Australian Olympians who won gold at the Tokyo Games received $ 20,000. Our Paralympians get zero


The theme of the Games in Tokyo 2020 is “Unity in Diversity” and promotes ideals of equality and acceptance. But when it comes to cash prizes for Olympians and Paralympists, this is nowhere near the case in some countries like Australia and host country Japan.

In Australia, as in many other countries, the National Committees of the Olympic and Paralympic teams are responsible for funding their athletes’ medal awards.

But Paralympic Australia just doesn’t have the funds for medal awards – and they never have, a spokesman told SBS News. Meanwhile, the Olympic Committee is offering Australia gold, silver and bronze winners cash prizes of $ 20,000, $ 15,000 and $ 10,000, respectively.

Sprinter Scott Reardon is no stranger to a Paralympic podium. As Australia’s Male Paralympian of the Year 2016, Reardon won a silver medal in his class in the 100m sprint at the 2012 London Paralympic Games before taking gold in record time at the 2016 Rio Games. At the Tokyo games, he’s the man to beat.

“In a perfect world we would have equality everywhere – in men’s sports, in women’s sports, in parasports. But the reality is that we are treated differently and we are lagging behind,” said Reardon.

Scott Reardon says that many para-athletes work full-time and are full-time athletes at the same time.


Canada, along with other major nations, does not give cash prizes to Paralympian medalists – although funds are available for their Olympic medalists.

As for the host country Japan, a gold-winning Paralympian will earn around $ 38,000. That’s $ 25,000 less than their healthy counterparts.

For New Zealanders, Paralympic and Olympic medalists do not receive medal awards, but they do receive equal grants for their international accomplishments to aid their training.

From Tokyo, Reardon said for a while that he believed the Australian Paralympic Committee was “essentially broke”. He said if the funds were in place he would be confident that Paralympic Australia would be anything for it.

Ultimately, the lack of a medal bonus speaks to a wider problem of tight funding in Australian parasports, Reardon said.

“There are a lot of para-athletes who just don’t make a lot of money. You need to work full-time and be a full-time athlete at the same time. It’s not at all beneficial to be the best in the world, ”said the 31-year-old.

“I know a lot of Paralympic gold medalists who don’t have a sponsor, who don’t have a commercial agreement with a company, and I think that has to change.”

Serena Ovens, CEO of NSW’s Physical Disability Council, says as a population “we absolutely still see disability as something less”.

“We value our Olympians, but we still don’t believe our Paralympians have reached the same elite level.

“Paralympists work just as hard, if not harder, to get to where they stand for their country.”

Reardon says when it comes down to it, the Australian Olympic and Paralympic Committees are two separate entities competing for corporate dollars. “Right now, for anyone in the corporate space who thinks this isn’t good enough, we almost need someone to stand up,” he said.

“We would have the opportunity in Australia if someone like Gina Rinehart – who already finances the sport – would step in. It would be a small drop for her to be able to pay out these medal awards.”

Regardless, he hopes more people will sit down and watch on the silver lining of the lockdowns in two major Australian cities.

“Since it’s on commercial television, the bigger the audience we have, the more businesses and people with money are realizing that it is an investment and a platform for them to advertise,” Reardon said. “Maybe then we can achieve equality.”

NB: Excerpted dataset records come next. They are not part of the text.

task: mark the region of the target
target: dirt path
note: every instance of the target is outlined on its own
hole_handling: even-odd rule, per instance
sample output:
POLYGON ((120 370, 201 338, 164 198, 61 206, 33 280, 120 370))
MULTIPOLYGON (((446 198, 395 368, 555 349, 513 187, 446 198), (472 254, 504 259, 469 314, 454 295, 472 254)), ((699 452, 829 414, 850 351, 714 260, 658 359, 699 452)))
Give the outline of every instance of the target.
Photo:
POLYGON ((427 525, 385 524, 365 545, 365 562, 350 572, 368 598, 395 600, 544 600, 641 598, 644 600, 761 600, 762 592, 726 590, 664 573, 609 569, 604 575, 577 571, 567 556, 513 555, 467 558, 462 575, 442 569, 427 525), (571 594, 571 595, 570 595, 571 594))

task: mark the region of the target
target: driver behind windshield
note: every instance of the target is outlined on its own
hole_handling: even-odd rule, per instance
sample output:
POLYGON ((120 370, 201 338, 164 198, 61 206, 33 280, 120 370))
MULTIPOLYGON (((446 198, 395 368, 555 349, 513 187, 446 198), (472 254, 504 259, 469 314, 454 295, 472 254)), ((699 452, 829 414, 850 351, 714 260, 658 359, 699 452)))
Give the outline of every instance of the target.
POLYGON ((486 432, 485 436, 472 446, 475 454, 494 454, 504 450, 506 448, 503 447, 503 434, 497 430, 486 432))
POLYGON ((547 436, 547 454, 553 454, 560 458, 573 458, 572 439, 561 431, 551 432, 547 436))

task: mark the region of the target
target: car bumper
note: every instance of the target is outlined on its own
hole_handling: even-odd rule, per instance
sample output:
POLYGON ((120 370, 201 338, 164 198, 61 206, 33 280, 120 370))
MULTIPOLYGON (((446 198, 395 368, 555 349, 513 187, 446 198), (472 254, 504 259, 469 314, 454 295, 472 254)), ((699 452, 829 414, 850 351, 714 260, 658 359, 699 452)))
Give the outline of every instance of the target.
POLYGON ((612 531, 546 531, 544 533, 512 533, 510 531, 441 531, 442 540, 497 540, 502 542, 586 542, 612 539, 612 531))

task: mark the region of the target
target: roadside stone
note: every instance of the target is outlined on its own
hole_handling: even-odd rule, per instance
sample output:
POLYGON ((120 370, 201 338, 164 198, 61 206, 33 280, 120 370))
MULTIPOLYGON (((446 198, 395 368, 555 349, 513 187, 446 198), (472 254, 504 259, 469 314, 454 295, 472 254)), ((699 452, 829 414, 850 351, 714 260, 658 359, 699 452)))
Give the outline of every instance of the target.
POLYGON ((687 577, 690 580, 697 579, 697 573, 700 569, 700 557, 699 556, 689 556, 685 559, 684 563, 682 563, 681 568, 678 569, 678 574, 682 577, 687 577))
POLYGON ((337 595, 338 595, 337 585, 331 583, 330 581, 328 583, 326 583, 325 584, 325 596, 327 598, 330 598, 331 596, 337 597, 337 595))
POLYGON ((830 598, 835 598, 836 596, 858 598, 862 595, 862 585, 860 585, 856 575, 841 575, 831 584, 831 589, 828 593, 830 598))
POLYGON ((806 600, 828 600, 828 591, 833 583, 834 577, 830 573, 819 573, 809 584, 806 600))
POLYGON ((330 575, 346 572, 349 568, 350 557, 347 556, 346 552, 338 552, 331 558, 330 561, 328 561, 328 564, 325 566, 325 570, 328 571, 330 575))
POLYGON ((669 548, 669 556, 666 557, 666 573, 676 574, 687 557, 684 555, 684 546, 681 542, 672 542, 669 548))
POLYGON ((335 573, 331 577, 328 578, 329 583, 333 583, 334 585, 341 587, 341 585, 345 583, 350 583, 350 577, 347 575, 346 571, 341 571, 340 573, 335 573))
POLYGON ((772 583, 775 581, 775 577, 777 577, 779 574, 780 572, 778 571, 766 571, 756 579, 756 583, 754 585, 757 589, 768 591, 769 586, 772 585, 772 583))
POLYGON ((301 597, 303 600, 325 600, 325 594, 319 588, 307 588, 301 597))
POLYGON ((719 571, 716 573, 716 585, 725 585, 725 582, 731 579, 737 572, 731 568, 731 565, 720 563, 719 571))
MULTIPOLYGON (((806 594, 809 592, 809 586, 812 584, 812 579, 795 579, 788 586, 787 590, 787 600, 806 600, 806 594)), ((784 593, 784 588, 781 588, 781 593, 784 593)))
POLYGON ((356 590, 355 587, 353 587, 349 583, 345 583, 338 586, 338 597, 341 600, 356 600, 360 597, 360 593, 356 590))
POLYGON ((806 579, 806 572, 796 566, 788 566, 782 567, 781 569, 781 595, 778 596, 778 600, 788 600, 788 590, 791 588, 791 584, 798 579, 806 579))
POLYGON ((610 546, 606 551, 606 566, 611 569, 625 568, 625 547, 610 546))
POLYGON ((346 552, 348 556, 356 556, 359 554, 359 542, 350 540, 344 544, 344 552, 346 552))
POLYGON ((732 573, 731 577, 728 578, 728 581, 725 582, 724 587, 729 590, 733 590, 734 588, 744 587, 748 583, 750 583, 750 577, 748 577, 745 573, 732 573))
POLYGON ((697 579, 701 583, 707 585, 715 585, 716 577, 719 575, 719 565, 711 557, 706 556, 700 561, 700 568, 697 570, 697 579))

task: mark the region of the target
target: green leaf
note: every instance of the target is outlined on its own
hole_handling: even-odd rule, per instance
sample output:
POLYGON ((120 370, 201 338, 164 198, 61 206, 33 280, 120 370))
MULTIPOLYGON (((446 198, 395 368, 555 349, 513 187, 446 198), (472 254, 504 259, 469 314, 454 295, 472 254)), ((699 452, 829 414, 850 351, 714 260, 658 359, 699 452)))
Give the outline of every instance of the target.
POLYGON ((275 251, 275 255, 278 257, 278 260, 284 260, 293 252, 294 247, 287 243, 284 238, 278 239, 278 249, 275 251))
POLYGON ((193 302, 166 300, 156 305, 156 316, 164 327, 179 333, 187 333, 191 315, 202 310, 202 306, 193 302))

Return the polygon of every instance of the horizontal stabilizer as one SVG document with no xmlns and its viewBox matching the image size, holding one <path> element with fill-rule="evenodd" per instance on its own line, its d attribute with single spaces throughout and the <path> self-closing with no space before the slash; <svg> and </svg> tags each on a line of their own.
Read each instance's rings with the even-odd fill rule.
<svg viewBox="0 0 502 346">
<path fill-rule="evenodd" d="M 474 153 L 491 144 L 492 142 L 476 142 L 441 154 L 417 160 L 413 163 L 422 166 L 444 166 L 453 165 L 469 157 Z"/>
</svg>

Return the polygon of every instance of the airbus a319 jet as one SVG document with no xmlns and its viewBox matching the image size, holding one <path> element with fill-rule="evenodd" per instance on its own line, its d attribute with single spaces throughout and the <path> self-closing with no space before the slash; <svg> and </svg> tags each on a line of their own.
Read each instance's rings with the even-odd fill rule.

Australian para-cyclist Meg Lemon hopes that the spotlight on athletes' performance at the Tokyo Paralympics will help close the pay gap.

Australian para-cyclist Meg Lemon hopes that the spotlight on athletes’ performance at the Tokyo Paralympics will help close the pay gap.


Over the years, improvements have been made around the world to fill the award gap. Eight-time Paralympic medalist Oksana Masters celebrated in tears in 2018 when the U.S. Olympic and Paralympic Committee announced that U.S. Paralympians would receive the same medal award as Olympians at the Tokyo Games.

Ms. Ovens suggested that improvements could be made to the way donations are made or shared between the two institutions.

“I don’t think it’s fair that companies or other organizations that sponsor Olympians don’t sponsor Paralympians too, so there may be some work involved,” Ms. Ovens said.

Australian paracyclist Meg Lemon hopes early success at the Tokyo Games will lead to more support for Team Australia.

“I think some other nations are catching up on that balance … I hope that awareness is” [pay] Discrepancy can grow, “said the 31-year-old.

“We only get money [to train] from the government when we win a medal at a world championship. It’s hard to work and train at the same time. I hope our success and hard work will be enough to show Australia that something more is worth investing in. “

Paralympics Australia declined to comment.